1991年2月から2000年12月までの10年間、私は国連難民高等弁務官として世界の難民と救済に専念した。国連難民高等弁務官事務所(UNHCR)に求められたのは、難民や国内避難民、さらに被災民まで網羅した人道救援活動を主導し、かつ調整する役割を担うことであった。
世界の辺境にあって難民の救済にあっていた私およびUNHCR職員一同に対する日本の支援に心からの謝意を表したい。財政的には、日本政府は任意拠出によって賄われている事業経費において、アメリカに次ぐ第二の大口拠出国(ドナー国)となっている。外務省は高等弁務官の補佐官として優れた幹部職員を次々と派遣し、密接な協力を続けた。また、環境庁は、難民キャンプの設営に伴う大規模な環境破壊の防止と復旧をはかりたいという私の要請に応え、三代にわたって有能な技官・行政官を派遣し、事務所の環境対策の確立に大きく貢献した。

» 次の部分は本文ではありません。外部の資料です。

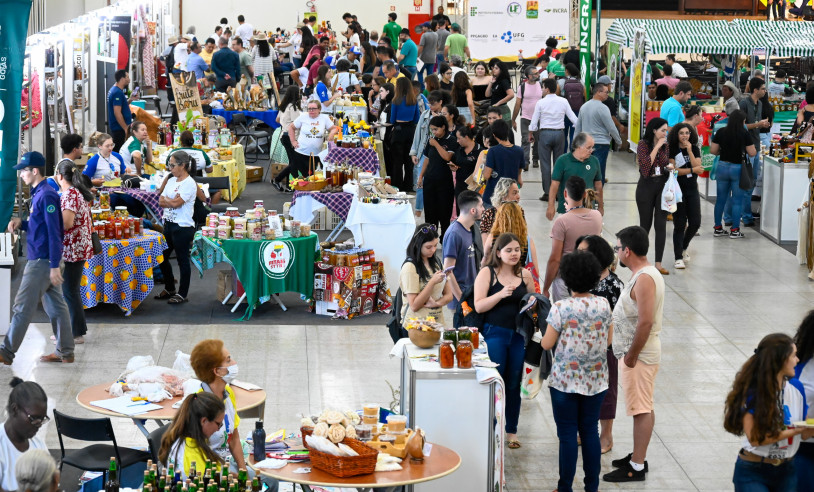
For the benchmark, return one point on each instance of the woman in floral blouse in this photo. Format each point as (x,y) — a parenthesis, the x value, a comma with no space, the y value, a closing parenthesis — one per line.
(77,245)
(609,287)
(580,328)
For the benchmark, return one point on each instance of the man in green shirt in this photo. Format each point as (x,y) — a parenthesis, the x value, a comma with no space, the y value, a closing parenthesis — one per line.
(392,30)
(456,44)
(578,162)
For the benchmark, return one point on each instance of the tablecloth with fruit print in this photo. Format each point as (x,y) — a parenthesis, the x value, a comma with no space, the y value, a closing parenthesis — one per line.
(122,274)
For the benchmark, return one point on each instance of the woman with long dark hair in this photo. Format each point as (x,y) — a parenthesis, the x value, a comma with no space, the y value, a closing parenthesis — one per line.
(404,115)
(499,289)
(500,91)
(804,372)
(730,143)
(762,407)
(77,245)
(653,157)
(463,96)
(685,160)
(424,289)
(436,175)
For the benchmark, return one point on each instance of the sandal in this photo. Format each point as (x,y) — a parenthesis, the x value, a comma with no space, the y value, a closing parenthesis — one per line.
(165,294)
(177,299)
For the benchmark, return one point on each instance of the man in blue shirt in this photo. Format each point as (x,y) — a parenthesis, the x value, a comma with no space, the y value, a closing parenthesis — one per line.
(226,65)
(42,277)
(118,109)
(409,52)
(672,109)
(195,63)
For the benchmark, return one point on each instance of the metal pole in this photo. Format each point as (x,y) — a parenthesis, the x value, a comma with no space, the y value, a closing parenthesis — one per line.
(598,33)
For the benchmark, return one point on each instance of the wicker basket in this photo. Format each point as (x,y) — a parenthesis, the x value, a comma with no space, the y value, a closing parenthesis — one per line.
(343,466)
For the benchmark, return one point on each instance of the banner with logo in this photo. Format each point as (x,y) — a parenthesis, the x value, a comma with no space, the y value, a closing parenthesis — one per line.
(585,45)
(13,29)
(638,72)
(511,28)
(187,97)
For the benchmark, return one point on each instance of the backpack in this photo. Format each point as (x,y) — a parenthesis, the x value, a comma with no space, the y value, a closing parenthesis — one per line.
(574,92)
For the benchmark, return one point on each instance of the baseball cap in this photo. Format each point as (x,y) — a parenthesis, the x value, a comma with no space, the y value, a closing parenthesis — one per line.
(30,159)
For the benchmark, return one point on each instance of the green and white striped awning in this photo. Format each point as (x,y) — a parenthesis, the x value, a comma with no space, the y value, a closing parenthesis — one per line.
(720,37)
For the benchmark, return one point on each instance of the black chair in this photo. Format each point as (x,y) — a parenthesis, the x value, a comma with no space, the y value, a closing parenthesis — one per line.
(95,457)
(154,441)
(247,136)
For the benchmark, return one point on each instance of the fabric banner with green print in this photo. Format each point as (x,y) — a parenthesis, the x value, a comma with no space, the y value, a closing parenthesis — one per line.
(272,267)
(13,29)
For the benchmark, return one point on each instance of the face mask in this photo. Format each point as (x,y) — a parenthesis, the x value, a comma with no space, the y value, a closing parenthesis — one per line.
(231,375)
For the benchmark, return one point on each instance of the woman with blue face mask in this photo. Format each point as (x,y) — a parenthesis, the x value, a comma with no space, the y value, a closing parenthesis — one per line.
(216,369)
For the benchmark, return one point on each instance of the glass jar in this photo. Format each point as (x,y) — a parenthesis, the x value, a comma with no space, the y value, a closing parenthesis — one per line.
(447,356)
(464,354)
(452,336)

とはいえ、難民支援活動の中で、今一つ積極的な進展が見られなかったのは、庇護を求めて来日する難民への対応である。インドシナ難民の受け入れに当たっては日本政府は1万人の枠を設け、東南アジアに出向いて日本への受け入れをはかったこともあったが、その後、個々に来日して庇護を求める人々に対する条約の適用に当たっては、人道的配慮に基づく制度の透明な運営がいまだに確立されておらず、まだ満足すべき成果を収めるに至っていない。UNHCRに赴任する際、「日本は『人道大国』としての地位を占めてほしい」と私が語ったことが伝えられている。グローバル化が進み、相互依存が深まる今日、自分の村、町、あるいは国から追われ、悲惨な状況にある人々を放置し続けることはできない。